RNA Isolation and Quantitation
Total RNA was extracted from VSMCs with the use of TRIzol reagent, followed by amplification of cDNA with the use of a TB Green® Premix Ex Taq™ II Kit (Takara, China). Real-time qPCR was conducted to explore mRNA expression in triplicate and repeated in at least three separate experiments. The primer sequences with KAP1, Runx2, COL I, α-SMA, and GAPDH were provided by Sangon Biotech (Shanghai, China), which are shown in Table 1.
Table 1
The sequences of primers used for RT-qPCR.

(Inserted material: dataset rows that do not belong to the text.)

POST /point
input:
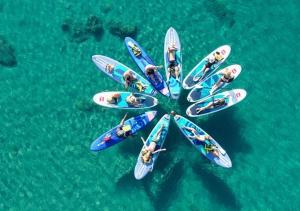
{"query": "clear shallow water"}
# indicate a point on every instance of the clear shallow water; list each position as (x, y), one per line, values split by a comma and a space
(48, 122)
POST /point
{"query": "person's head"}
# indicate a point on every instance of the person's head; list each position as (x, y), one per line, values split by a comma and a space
(227, 73)
(107, 137)
(172, 65)
(221, 101)
(146, 157)
(116, 95)
(110, 99)
(127, 78)
(120, 133)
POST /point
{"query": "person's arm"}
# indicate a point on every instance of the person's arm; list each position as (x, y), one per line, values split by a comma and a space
(159, 150)
(143, 140)
(123, 120)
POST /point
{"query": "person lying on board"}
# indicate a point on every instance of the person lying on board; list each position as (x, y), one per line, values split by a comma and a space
(109, 68)
(130, 79)
(135, 50)
(210, 62)
(151, 71)
(172, 53)
(173, 68)
(227, 77)
(214, 104)
(113, 98)
(134, 101)
(205, 140)
(123, 131)
(149, 151)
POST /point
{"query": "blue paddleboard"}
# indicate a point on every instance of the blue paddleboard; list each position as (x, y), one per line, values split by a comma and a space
(141, 168)
(231, 98)
(202, 90)
(142, 60)
(136, 123)
(172, 39)
(223, 158)
(117, 73)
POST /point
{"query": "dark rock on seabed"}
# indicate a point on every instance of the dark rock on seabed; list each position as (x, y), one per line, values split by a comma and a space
(122, 30)
(80, 32)
(7, 53)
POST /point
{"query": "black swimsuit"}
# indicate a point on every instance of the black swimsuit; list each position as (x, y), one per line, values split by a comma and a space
(227, 80)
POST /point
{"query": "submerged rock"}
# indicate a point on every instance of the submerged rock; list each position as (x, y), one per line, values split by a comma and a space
(80, 32)
(105, 8)
(94, 26)
(7, 53)
(122, 30)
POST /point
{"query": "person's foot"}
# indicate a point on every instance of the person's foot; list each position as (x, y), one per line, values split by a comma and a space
(196, 79)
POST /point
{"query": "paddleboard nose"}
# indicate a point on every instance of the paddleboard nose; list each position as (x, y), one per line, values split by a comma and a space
(95, 58)
(151, 114)
(97, 145)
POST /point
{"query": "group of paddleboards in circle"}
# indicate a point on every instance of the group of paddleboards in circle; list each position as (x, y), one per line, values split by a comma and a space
(153, 145)
(204, 81)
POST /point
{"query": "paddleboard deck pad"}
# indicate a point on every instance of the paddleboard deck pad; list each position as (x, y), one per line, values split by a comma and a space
(172, 40)
(142, 60)
(231, 98)
(110, 137)
(141, 168)
(117, 72)
(223, 158)
(202, 90)
(189, 81)
(144, 101)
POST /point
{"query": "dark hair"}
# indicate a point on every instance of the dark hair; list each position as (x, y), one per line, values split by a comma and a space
(222, 101)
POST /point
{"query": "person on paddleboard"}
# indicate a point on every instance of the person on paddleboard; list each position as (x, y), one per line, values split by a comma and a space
(114, 98)
(134, 101)
(214, 104)
(151, 72)
(109, 68)
(135, 50)
(214, 59)
(173, 68)
(148, 151)
(130, 79)
(227, 77)
(205, 140)
(122, 131)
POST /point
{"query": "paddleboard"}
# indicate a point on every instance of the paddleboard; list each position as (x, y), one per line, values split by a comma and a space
(145, 101)
(189, 83)
(202, 90)
(142, 60)
(110, 137)
(117, 73)
(223, 158)
(141, 168)
(231, 98)
(172, 39)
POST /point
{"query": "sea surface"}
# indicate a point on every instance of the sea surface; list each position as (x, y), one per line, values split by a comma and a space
(48, 119)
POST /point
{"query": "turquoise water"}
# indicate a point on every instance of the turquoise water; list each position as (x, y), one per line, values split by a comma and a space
(48, 120)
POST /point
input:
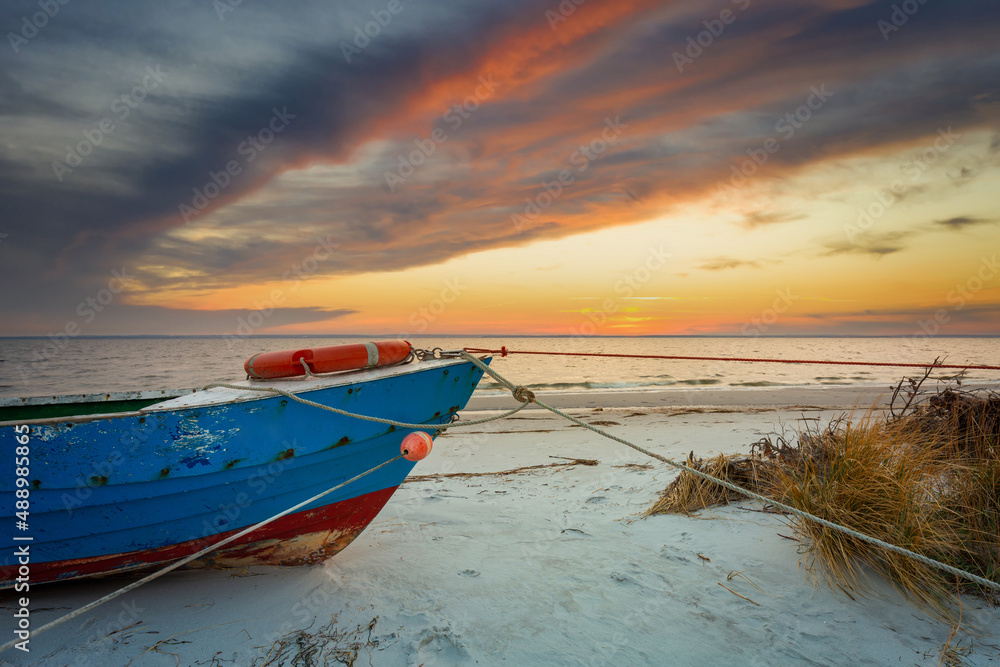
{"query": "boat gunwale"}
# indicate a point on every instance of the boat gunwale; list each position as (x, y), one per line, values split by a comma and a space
(316, 383)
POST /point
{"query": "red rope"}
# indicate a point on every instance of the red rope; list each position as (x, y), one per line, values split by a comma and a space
(503, 351)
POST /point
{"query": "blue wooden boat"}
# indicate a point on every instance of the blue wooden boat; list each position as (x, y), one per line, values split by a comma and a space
(125, 481)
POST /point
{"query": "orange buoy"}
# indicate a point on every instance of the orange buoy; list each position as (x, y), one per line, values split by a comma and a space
(288, 363)
(416, 446)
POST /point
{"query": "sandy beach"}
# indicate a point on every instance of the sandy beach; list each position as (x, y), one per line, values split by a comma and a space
(548, 566)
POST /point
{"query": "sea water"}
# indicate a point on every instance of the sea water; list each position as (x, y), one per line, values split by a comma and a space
(41, 366)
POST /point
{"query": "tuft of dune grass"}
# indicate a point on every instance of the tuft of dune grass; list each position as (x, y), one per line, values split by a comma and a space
(689, 493)
(882, 480)
(925, 477)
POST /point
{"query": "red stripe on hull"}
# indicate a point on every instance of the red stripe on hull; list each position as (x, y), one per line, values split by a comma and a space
(297, 539)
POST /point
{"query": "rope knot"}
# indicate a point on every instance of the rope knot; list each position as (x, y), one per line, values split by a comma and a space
(523, 394)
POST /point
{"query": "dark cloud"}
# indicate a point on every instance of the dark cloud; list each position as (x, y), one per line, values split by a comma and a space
(873, 245)
(723, 263)
(961, 222)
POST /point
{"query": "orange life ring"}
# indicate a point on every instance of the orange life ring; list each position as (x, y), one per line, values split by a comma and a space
(288, 363)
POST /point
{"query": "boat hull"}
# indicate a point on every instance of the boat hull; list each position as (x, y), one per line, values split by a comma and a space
(118, 492)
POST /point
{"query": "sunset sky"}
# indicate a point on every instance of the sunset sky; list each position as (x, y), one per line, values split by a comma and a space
(583, 167)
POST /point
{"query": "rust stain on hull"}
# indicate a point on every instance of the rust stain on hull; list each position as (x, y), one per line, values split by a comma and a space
(303, 538)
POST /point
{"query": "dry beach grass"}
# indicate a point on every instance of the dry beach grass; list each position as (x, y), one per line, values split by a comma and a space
(924, 475)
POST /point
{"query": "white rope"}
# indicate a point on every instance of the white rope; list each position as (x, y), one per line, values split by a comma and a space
(380, 420)
(184, 561)
(750, 494)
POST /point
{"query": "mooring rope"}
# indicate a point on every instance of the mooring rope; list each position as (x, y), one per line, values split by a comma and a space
(503, 351)
(187, 559)
(524, 392)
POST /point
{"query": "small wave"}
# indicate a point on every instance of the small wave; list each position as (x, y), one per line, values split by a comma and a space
(759, 383)
(576, 386)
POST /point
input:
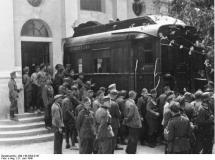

Gene | Forward primer | Reverse primer |
KAP1 Runx2 COL I a-SMA GAPDH | GGGCTATGGCTTTGGGACAGATG CCGCACGACAACCGCACCAT GGTTTGGAGAGAGCATGACC CATCCGACCTTGCTAACGGA CAAGGTCATCCATGACAACTTTG | GATCCAGGCGTTCAAGGCTCAC CGCTCCGGCCCACAAATCTC TTTGGGGAAATGAGTTTGG GTCCAGAGCGACATAGCACA GTCCACCACCCTGTTGCTGTAG |
Western blotting analysis
Total cell protein was obtained with RIPA cell lysis buffer and collected by centrifugation. The protein concentrations in VSMCs were measured by BCA method (Solarbio, China). 30ug protein per lane was loaded on 10% SDS-PAGE, which was then transferred to PVDF membranes. After blockage in 5% skim milk at 37℃ for 1 h, incubation of the membranes was performed with specific primary antibodies overnight at 4°C. The next day, after rinse in Tris buffered saline containing 1% Tween, the membranes were incubated with secondary antibodies at room temperature for 1 h. Antibody binding was measured using ECL detection reagent (Thermo, USA) and the intensity of protein bands was analyzed by using Image J software.
Statistical analysis
The analysis of results was performed by two-tailed Student’s t-test and one-way analysis of variance (ANOVA). All statistical analyses were conducted with the use of software SPSS 17.0 and p < 0.05 was considered as statistically significant.